Shanghai is strengthening its position as one of China's most important centers for hard-tech entrepreneurship by developing an ecosystem that converts scientific research into scalable companies and eventually public market listings.
Shanghai added more than 320 technology companies per day on average last year and is now home to 64 startups included in the Hurun Global Unicorn Index and 73 in the Hurun Future Unicorns: Global Gazelles Index, according to figures released at a media research event in the city yesterday.
Shanghai also has 19 high-quality incubators, which have helped more than 410 companies and have a pipeline of over 390 reserve projects, Luo Dajin, head of the city’s science and technology commission, said at the event.
Unlike traditional incubators, these facilities focus specifically on hard-tech projects. By targeting frontier technologies, future-oriented industries, and sectors aligned with Shanghai's modern industrial strategy, they aim to accelerate the commercialization of disruptive innovations and help tech-intensive companies scale more rapidly.
Incubators have become a critical mechanism for integrating scientific innovation with industrial development, connecting research institutions, industrial partners, investors, and talent pools. A vibrant incubation ecosystem has fostered a group of influential high-tech enterprises and specialized, sophisticated small and medium-sized enterprises.

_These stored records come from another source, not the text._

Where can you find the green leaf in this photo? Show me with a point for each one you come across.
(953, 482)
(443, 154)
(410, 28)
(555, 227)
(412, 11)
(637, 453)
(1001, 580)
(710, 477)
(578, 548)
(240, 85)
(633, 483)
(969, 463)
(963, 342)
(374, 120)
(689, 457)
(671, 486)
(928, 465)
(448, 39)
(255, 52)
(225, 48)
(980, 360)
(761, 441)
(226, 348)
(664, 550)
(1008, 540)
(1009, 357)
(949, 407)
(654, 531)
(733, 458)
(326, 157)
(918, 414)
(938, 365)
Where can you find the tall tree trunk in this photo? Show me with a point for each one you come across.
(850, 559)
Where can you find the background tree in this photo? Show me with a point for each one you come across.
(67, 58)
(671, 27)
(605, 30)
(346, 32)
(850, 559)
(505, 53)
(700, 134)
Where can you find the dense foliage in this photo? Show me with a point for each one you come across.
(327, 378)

Professional tech incubation involves far more than simply clustering startups or innovation projects in a shared location, Luo noted. Incubators must work closely across the upstream and downstream segments of industry value chains, providing sustained tech support, industrial cultivation, and specialized and vertically focused services, he said.
For example, the SMC Shanghai Foundation Model Innovation Center in Xuhui district, China’s first dedicated incubator and accelerator for artificial intelligence models, has helped attract and cluster more than 300 developers and over 1,700 AI companies. The number of AI model registrations in the district accounts for 60 percent of the city’s total.

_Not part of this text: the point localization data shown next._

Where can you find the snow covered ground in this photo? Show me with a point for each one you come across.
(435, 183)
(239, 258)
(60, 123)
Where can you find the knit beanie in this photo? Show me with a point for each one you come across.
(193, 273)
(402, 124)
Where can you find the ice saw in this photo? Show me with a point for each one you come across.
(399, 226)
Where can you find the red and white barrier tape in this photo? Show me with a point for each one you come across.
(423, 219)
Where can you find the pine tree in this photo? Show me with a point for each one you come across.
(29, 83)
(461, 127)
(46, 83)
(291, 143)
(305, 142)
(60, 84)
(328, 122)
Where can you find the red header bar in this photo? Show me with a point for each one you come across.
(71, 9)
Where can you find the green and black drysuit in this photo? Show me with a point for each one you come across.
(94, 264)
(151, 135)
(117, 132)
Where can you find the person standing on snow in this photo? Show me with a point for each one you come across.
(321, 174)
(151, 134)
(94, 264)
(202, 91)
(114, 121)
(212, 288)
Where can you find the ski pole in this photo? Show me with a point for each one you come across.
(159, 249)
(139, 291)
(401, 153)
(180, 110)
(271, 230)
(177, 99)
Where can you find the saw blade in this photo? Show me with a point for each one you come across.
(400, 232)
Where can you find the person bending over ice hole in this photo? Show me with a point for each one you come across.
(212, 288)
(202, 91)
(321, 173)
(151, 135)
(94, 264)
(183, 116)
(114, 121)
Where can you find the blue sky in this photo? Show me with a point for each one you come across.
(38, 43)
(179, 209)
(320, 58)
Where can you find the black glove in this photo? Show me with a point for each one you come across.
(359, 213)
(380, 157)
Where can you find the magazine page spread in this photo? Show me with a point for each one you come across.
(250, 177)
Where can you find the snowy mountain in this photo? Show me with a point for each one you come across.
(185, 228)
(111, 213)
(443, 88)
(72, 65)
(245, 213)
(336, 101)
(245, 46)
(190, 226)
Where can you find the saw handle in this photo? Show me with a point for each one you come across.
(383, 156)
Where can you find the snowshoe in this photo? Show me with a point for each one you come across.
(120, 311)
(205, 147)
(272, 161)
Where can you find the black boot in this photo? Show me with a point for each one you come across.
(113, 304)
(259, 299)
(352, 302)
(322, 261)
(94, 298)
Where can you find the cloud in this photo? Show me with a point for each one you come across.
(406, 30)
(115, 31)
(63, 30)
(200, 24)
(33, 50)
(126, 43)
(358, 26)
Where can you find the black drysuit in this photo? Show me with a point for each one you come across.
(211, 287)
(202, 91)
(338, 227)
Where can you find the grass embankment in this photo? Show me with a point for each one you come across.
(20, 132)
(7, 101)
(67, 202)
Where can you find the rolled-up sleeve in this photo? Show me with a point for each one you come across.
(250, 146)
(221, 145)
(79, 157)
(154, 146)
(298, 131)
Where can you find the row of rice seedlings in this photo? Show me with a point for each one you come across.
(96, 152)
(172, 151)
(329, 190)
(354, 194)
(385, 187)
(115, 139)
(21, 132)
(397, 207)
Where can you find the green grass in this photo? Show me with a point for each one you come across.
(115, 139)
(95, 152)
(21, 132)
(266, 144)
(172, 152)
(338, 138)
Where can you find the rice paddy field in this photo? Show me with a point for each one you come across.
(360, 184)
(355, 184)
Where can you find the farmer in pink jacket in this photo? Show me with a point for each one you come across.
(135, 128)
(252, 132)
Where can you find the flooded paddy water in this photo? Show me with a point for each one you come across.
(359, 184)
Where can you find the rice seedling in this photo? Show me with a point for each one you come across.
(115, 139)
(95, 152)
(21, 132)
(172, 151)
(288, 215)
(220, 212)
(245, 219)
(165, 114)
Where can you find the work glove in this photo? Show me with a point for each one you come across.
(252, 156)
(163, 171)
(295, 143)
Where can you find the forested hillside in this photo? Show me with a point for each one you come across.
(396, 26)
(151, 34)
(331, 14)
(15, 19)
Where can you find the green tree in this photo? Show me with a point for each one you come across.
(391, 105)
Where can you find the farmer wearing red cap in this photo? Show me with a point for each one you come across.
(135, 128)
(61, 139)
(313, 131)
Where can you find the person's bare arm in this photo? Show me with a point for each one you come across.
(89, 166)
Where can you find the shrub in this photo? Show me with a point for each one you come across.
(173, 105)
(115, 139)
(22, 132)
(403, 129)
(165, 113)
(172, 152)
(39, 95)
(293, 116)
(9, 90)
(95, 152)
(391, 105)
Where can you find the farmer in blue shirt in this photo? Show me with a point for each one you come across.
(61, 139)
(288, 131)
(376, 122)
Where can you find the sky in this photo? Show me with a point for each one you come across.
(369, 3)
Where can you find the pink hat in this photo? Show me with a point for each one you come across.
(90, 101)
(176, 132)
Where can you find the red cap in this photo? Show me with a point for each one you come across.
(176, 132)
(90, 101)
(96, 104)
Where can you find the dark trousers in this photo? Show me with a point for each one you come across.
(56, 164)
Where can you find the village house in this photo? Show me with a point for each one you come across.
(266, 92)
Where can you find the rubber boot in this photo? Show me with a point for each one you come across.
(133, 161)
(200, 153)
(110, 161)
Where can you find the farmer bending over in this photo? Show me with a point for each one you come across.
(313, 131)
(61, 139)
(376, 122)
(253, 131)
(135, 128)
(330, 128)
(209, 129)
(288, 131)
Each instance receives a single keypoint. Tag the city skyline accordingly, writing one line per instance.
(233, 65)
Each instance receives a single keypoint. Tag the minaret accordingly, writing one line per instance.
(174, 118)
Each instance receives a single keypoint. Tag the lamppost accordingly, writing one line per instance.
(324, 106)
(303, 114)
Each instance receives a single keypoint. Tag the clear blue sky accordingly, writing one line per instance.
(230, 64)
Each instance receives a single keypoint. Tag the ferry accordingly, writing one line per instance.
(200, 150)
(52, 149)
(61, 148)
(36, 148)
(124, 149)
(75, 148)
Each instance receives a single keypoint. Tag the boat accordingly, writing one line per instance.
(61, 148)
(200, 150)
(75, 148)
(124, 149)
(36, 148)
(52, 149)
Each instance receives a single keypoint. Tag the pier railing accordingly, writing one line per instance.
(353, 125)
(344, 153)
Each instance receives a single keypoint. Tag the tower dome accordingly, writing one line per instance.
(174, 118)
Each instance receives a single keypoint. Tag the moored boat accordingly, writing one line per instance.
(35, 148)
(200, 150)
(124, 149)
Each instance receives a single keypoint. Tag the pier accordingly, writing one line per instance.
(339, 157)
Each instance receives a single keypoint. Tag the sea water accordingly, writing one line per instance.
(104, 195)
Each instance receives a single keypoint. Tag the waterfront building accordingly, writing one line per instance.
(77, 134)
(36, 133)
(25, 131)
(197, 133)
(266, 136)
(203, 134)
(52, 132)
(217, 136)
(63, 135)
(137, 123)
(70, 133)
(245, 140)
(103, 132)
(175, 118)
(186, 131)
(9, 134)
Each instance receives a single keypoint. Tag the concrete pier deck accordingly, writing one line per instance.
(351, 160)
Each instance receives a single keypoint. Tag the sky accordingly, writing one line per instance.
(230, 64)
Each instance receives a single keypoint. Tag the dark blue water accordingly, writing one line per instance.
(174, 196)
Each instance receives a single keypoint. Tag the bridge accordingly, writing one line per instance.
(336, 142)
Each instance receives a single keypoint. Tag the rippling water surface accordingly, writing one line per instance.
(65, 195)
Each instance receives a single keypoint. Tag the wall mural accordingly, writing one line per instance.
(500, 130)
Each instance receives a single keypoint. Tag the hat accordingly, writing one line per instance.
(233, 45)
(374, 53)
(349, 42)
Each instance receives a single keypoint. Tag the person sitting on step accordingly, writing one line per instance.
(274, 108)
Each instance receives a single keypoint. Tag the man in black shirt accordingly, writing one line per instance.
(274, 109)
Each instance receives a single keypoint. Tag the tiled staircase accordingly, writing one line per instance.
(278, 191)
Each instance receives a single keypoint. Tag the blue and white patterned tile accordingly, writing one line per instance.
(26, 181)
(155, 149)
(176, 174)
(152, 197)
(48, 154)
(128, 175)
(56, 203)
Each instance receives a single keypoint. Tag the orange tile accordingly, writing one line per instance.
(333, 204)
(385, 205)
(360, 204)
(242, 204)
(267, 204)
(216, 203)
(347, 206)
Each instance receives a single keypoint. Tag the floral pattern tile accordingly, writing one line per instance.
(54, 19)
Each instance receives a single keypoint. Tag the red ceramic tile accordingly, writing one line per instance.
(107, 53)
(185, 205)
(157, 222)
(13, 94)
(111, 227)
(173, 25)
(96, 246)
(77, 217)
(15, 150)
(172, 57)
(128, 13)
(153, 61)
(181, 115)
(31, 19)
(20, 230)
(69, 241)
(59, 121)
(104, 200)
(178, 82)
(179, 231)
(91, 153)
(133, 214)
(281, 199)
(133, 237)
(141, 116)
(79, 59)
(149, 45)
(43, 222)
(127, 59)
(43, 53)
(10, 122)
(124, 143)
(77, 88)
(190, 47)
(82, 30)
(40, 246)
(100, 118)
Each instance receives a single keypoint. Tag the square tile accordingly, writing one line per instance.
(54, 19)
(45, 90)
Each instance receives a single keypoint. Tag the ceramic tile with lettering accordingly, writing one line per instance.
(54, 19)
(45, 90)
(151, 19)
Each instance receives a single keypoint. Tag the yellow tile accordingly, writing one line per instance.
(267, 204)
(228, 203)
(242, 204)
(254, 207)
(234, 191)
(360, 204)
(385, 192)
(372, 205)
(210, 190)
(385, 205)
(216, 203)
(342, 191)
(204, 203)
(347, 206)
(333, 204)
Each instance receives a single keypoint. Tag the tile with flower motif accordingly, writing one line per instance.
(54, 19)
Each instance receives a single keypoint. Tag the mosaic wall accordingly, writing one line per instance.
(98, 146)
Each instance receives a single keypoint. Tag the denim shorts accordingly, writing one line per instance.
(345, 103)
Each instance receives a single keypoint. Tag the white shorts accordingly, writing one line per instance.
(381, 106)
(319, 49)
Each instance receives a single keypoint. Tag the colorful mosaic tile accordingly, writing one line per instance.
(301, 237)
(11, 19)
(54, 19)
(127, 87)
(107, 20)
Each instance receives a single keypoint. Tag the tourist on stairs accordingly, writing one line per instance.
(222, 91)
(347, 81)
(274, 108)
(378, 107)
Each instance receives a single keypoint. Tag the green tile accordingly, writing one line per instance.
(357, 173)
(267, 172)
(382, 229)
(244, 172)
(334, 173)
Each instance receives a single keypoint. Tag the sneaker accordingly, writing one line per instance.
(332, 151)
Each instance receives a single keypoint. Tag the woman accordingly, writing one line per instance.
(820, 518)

The 895 Incubator in the Zhangjiang Science City, located in the Shanghai Free Trade Zone, had incubated more than 1,500 companies as of the end of last year, successfully cultivated over 170 high-tech firms, and more than 140 specialized, sophisticated, distinctive, and innovative enterprises.
Shanghai is committed to integrating the entire value chain for the commercialization of scientific and technological achievements. The city is refining a systematic service framework that spans proof-of-concept platforms, high-quality incubators, and pilot-scale testing facilities, while establishing a mechanism where basic research and commercialization reinforce each other.
These efforts have helped numerous incubated enterprises grow and eventually go public.
Supposed by this ecosystem, 16 Shanghai-based hard-tech companies listed in Hong Kong in the first half of this year, Luo pointed out. As of the end of last month, 95 firms based in the city have gone public on its Nasdaq-style Star Market, Luo added.